In this context, there is Safe Bulkers, Inc. (NYSE: SB), a company that owns a total of 44 vessels, from Kamsarmaxes to Capesizes, while also waiting for the delivery of 9 new builds (7 Kamsarmaxes and 2 Post – Panamax).
As we can see in the graph shown here, over the past three years the price of Safe Bulkers has increased by 40%, being in the middle of our peer group. I normally use total return in this chart, but since Safe Bulkers recently launched a dividend for its common stock, I think the price appreciation is better.
Valuation of SB shares
I will use the same peer group in order to get an idea of the relative valuation of the company. However, please note that the vast market capitalization gap between Star Bulk Carriers (SBLK) and the rest of the companies is a limit to this comparison. As of this writing, shares of Safe Bulkers are trading at 1.9 times its forward earnings, while its peers are trading at nearly double valuations. Specifically, Star Bulk Carriers and Diana Shipping (DSX) are currently trading at 3.3 and 3.6 times forward earnings, respectively. The same is true from an operating cash flow perspective, as Safe Bulkers trades at just 1.25 times their operating cash flow and its peers at nearly twice that figure.

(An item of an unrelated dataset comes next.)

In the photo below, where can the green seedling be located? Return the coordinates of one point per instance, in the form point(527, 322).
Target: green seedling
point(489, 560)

When it comes to revenue growth, the company sits in the middle of the peer group. Over the past five years, Safe Bulkers has seen revenue grow at a CAGR of 23%, while Star Bulk Carriers and Diana Shipping’s respective figures are 45% and 17%.

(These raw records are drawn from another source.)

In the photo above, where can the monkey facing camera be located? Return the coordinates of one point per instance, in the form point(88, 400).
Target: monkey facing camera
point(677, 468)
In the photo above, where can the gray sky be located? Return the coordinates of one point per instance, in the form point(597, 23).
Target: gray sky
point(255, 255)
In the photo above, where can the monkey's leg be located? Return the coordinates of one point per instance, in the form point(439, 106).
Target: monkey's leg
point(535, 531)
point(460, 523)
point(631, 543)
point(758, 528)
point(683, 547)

So, we can see that in every metric, the market is quite conservative compared to Safe Bulkers, compared to its peers. And although from a personal point of view, I think Star Bulk Carriers is the best company in its class, I really think that such a discount to Safe Bulkers is not justified by its financial performance so far.

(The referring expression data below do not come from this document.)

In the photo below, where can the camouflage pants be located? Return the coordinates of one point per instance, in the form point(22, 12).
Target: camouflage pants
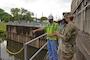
point(66, 56)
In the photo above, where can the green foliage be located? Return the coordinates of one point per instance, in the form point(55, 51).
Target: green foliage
point(3, 31)
point(21, 14)
point(43, 18)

Reasons to doubt the current low valuation
There are several reasons why someone might think the market has been too tough on this one:
- Fleet modernization: As I wrote in the introduction to this article, Safe Bulkers is expecting the delivery of 9 new ships. In case you didn’t know, modern ships provide an added benefit to businesses in several ways. First, they are more cost effective and most likely equipped with a scrubber. This means they can run on cheaper “heavy” oil, which increases operating margins. This becomes especially important as the VLSFO/HSFO oil price differential widens. Currently, high/low sulfur oil differentials range from $225 to $321 per tonne. These figures, although far from the $500+ observed last summer, still have a strong impact on companies’ operating margins. Of the 44 ships owned by Safe Bulkers, 18 of them have scrubbers installed, while another 5 are in the process of installing scrubbers. Second, shipowners need to invest in better performing vessels in order to comply with stricter environmental policies that will become mandatory in the future. From 2023, the taxes paid will be directly and positively correlated to CO2 emissions. Currently, the tax rate per tonne of CO2 is EUR 100. In this context, the new constructions of the company M/V Vassos and M/V Climate Respect operate in class A energy efficiency and below the environmental minima of phase III. According to company CEO Polys Hajioannou, modernizing the fleet is the company’s number one priority. However, don’t expect any shocking fuel modification decisions until 2024, as there is currently no clear direction on this.
- Attractive dividend in supporting role: As I wrote earlier, the company launched its common stock dividend a few months ago, and it currently pays $0.05 per share, which represents a dividend yield of 7.4%. Apart from this, the company also has its preferred stock series C and D, with a dividend yield of 8.4%. While these numbers aren’t that impressive compared to other shipping stocks, they certainly add spice to the whole investing story. But still, I believe the primary role here belongs to the capital appreciation perspective.
- Alignment of interests: One thing I look for when looking at companies is if their management has a role to play. This is especially true for Safe Bulkers, with insiders owning 25% of the total shares and 40% of the company, while in Star Bulk Carriers, for example, there is a single digit figure. In addition, nearly 28% of the company’s shares are in the hands of institutional investors.
At the end of the line
There is no doubt that tough times are ahead for shippers, and especially those with exposure to larger ship segments, such as Safe Bulkers. However, as a long-term investment, the business is significantly undervalued. In addition, increased capital expenditure on fleet modernization will eventually materialize as environmental regulations become more stringent and the price differential of high/low sulfur oil is significant for costs. of business operation. On top of that, the single-digit dividend yield could remove some of the uncertainty and provide a nice cushion against price swings. It will be a bumpy ride, but with ownership interests so well aligned with public investors, I think the returns will be significant going forward.